The smile left my face when I read the note. The email address was Brendan’s, but the message was from his wife Allie. The chemotherapy had not worked. He was in his final days. My heart sank. Brendan had become part of our family, and we loved him. I had visited him at his home and had shared numerous calls. Now, there would be no more updates. It is a great loss for us and a greater loss for his wife and two small children. 

You might ask, “Why begin an Easter message with a story of pain and suffering?” It has been a year of loss for me and my family – my father, my brother-in-law, and my cousin who baptized me – have all left this world for the next. The losses live with me every day. 
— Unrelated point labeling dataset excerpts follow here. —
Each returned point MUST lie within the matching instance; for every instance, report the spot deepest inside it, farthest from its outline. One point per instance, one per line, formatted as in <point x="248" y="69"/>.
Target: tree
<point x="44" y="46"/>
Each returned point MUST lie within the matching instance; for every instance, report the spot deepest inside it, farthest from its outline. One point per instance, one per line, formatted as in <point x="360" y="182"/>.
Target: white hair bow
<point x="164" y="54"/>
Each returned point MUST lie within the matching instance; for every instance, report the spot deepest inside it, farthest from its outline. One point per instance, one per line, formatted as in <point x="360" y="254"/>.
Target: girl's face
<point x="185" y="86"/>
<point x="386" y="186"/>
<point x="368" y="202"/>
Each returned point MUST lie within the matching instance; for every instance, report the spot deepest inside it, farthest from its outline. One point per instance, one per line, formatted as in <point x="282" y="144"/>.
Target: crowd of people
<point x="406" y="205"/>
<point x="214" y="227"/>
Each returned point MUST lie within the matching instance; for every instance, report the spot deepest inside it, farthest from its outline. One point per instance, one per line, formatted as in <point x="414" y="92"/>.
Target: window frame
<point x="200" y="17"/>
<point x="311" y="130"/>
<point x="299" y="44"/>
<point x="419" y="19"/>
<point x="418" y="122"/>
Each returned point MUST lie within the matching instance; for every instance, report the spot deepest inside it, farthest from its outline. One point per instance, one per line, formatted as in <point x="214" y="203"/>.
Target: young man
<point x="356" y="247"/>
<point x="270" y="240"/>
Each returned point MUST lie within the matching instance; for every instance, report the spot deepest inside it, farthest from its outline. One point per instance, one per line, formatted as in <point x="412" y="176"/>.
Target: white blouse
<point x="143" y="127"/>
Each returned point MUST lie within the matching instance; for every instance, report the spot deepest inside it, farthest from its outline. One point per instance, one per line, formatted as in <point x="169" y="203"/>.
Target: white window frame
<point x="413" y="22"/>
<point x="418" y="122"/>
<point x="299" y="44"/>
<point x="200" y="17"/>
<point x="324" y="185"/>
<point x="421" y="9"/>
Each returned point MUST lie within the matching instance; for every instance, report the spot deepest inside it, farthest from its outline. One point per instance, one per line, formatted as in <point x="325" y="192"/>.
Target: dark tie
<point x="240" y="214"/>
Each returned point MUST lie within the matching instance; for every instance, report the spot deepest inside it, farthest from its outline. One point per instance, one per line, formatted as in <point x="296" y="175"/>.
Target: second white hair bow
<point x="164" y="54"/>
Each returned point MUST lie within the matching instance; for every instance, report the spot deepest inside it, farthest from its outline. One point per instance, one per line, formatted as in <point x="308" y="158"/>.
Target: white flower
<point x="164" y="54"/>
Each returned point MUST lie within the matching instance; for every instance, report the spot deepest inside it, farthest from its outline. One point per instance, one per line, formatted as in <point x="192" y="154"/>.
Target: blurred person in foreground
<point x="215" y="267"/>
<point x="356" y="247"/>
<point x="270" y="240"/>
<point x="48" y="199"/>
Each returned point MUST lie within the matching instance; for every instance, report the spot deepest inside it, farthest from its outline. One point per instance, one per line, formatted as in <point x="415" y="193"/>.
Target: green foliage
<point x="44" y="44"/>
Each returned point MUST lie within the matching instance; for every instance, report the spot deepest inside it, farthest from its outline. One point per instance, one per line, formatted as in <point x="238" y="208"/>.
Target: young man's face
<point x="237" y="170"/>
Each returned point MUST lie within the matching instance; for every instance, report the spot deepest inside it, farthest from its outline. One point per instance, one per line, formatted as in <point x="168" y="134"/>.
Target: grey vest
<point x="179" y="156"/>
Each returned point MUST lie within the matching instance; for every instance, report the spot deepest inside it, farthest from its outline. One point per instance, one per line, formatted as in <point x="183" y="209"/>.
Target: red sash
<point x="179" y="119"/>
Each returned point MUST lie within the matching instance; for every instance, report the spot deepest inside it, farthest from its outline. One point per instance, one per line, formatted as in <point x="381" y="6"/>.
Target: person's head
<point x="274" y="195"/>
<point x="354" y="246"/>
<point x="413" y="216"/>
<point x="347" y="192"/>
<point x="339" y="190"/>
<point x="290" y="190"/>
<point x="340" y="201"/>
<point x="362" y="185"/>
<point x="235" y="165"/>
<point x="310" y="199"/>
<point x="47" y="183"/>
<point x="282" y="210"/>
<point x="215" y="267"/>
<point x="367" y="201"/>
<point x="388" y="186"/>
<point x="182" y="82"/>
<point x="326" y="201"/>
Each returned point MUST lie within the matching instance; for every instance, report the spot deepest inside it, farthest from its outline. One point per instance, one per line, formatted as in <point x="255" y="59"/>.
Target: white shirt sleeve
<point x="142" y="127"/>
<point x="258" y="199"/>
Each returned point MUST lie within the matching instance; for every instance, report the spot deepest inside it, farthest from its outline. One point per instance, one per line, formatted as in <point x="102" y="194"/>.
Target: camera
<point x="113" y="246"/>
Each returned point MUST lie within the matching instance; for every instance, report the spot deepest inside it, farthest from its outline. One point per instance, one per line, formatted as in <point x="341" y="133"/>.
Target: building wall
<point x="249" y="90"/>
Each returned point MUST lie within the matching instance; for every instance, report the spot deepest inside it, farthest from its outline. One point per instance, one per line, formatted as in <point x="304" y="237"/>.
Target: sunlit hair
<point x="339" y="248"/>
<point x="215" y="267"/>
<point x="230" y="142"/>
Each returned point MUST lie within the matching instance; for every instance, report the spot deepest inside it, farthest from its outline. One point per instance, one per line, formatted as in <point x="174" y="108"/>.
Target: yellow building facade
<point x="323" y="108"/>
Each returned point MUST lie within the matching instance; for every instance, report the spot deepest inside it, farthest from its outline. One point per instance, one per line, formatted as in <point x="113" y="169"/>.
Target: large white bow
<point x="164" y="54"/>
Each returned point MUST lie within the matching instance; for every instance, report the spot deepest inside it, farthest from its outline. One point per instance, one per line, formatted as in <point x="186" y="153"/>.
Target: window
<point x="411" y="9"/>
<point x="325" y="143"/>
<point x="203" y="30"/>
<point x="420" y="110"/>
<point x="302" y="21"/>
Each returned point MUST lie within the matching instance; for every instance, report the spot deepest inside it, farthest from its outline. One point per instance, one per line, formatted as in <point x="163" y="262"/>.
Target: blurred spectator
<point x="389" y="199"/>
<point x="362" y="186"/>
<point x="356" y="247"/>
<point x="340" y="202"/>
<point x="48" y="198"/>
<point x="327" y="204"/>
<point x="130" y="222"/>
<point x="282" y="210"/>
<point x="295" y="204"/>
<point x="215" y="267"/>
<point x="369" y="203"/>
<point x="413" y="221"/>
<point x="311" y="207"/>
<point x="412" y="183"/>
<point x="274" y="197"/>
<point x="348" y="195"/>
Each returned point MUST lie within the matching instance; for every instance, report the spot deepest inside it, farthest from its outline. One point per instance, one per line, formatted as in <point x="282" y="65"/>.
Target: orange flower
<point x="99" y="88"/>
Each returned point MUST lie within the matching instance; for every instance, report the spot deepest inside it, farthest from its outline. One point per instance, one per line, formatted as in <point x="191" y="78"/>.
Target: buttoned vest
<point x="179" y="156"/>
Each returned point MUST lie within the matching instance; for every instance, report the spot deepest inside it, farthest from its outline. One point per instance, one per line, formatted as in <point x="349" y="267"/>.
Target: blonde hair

It seems to me that “loss” is the perfect place to begin a conversation about Easter. Six days before the crucifixion, our Lord came to Bethany where he found Lazarus in the tomb. The shortest verse in the Bible, “Jesus wept,” describes the deep pain he felt as he considered the loss of his dear friend and the task ahead of him. Even though he raised Lazarus he knew the man would die again. The penalty of sin in this world is that death comes to all. 

In Holy Week we first remember loss. On Friday, Good Friday, our Savior was brutally sacrificed for our sins. He bore our sins willingly to make possible the creation of something new. But in the loss, as we mourn, we also claim the rest of the story. Jesus gains victory over death, and three days later he is raised from the dead!  

I love the passage from C.S. Lewis’ The Last Battle. In the last book of the Narnia series the children were sure they would be sent back to Narnia as they had been in all the adventures, but Aslan notes that this time there will be no going back – they are killed in a “real” railway accident. But in the same breath the story quickly moves … 

“The term is over: the holidays have begun. The dream is ended: this is the morning.”

And as He spoke, He no longer looked to them like a lion; but the things that began to happen after that were so great and beautiful that I cannot write them. And for us this is the end of all the stories, and we can most truly say that they all lived happily ever after. But for them it was only the beginning of the real story. All their life in this world and all their adventures in Narnia had only been the cover and the title page: now at last they were beginning Chapter One of the Great Story which no one on earth has read: which goes on forever: in which every chapter is better than the one before.”

In Easter we celebrate that we will be awakened to the morning and begin anew our stories with Christ. The victory is won; death is defeated! He is Risen! He is Risen indeed.